Nous avons également pu nous entretenir avec le concurrent principal de la SNCF, la Deutsche Bahn (DB), qui nous a présenté sa structure en holding et expliqué la manière dont elle a isolé dans une structure de défaisance ad hoc la dette de la DB et mis en extinction le statut de ses cheminots par la grande réforme ferroviaire de 1994. Nous savons que la dette de RFF avoisine aujourd'hui 28 milliards d'euros ; il s'agit donc de deux points sensibles en France. Mais nous avons aussi rencontré les autres concurrents de la SNCF, dans le fret et le transport de voyageurs : Europorte, Eurocargorail, et l'Association française du rail.

Face à ces opérateurs ferroviaires, se trouvent le gestionnaire de réseau et le régulateur. Nous avons donc entendu Hubert du Mesnil, président de Réseau ferré de France (RFF) et Pierre Cardo, président de l'Autorité de régulation des activités ferroviaires (ARAF).

Ayant fait le tour de la situation française, nous nous sommes tournés vers la Commission européenne. Un rendez-vous au cabinet de Siim Kallas, commissaire en charge des transports, a permis de connaître la vision de la Commission à moyen terme. Ce rendez-vous a été complété par un entretien plus technique avec les services de la Commission (à la Direction Générale Mobilité et transports). Nous avons eu aussi un contact au Parlement européen avec un député français, Dominique Riquet, membre suppléant de la commission des transports et du tourisme. Durant tous ces entretiens, le conseiller transports de la Représentation permanente de la France auprès de l'Union européenne était présent.

Ce tour d'horizon complet nous a permis de mieux cerner les enjeux du texte. J'en vois trois majeurs :

- la question des normes sociales ;

- la question de l'accès aux facilités essentielles ;

- la question de la séparation entre le gestionnaire d'infrastructure et l'opérateur historique.

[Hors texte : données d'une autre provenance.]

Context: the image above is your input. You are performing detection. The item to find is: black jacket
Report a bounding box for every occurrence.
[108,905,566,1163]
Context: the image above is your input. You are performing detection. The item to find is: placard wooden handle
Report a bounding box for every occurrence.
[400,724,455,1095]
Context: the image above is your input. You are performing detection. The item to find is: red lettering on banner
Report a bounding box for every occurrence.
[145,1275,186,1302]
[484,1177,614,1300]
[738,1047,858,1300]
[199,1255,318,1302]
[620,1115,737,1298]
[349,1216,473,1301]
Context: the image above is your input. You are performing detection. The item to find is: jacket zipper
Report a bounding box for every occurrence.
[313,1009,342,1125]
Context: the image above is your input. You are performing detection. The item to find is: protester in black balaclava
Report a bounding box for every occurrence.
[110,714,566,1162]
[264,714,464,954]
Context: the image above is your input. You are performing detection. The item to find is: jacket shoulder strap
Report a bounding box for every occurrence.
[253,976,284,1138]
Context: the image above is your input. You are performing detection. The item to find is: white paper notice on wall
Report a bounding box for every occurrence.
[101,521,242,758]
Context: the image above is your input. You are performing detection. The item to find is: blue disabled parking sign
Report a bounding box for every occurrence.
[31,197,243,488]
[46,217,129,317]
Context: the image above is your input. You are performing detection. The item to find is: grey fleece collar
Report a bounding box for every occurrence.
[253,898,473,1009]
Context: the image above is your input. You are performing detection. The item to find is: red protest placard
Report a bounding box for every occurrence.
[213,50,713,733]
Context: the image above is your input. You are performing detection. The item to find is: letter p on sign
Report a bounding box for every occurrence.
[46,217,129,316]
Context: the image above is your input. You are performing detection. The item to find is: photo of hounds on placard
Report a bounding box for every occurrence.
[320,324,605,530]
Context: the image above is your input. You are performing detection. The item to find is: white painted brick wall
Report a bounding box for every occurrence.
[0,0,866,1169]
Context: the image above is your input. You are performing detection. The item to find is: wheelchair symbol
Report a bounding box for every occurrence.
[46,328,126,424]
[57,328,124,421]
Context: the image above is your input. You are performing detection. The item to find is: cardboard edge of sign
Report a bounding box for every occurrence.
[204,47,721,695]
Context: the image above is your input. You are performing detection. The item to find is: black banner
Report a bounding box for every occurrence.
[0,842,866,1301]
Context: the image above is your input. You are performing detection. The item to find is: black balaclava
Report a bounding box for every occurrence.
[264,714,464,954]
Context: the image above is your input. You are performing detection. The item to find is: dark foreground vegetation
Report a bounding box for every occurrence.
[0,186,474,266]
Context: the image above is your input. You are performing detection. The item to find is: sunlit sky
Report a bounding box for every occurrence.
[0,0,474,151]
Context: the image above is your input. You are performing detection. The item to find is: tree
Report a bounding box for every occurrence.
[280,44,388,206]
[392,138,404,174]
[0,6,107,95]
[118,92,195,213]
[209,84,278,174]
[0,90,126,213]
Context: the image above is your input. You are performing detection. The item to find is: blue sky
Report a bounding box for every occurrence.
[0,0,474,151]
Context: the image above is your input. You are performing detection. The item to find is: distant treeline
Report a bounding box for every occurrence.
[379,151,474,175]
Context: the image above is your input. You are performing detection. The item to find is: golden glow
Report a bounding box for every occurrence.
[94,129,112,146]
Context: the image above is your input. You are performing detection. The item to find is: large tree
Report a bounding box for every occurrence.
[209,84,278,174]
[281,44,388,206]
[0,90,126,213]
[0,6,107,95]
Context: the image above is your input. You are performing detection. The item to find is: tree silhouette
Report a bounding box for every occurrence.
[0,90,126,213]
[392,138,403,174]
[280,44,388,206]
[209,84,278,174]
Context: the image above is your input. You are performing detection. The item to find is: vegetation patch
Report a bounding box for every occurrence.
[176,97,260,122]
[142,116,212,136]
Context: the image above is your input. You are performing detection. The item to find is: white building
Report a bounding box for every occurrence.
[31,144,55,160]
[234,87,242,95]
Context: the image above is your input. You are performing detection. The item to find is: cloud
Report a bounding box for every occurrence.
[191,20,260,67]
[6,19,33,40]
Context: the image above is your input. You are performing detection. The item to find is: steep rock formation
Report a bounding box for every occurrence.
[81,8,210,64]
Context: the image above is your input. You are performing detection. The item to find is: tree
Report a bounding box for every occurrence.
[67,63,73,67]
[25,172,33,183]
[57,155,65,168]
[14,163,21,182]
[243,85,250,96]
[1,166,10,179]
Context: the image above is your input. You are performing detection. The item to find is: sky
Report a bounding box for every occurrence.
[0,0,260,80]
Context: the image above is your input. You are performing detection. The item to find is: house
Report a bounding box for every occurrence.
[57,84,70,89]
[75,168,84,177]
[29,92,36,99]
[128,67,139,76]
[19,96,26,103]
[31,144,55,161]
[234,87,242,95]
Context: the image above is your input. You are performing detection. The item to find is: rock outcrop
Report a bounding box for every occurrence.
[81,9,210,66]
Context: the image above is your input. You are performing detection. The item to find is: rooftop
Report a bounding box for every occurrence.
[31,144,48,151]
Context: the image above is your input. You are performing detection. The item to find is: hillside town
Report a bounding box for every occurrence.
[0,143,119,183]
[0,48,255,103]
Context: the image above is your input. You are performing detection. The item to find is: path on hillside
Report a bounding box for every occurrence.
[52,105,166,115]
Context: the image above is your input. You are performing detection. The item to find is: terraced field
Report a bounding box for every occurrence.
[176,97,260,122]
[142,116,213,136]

Sur ces sujets, il n'a pas été possible de dégager une position commune. C'est pourquoi nous avons dû renoncer à nous prononcer le 30 mars dernier, d'autant qu'entre temps, le groupe CRC-SPG avait décidé de déposer sa propre proposition de résolution européenne.

Notre commission est donc invitée aujourd'hui à examiner 3 textes de philosophies générales substantiellement différentes.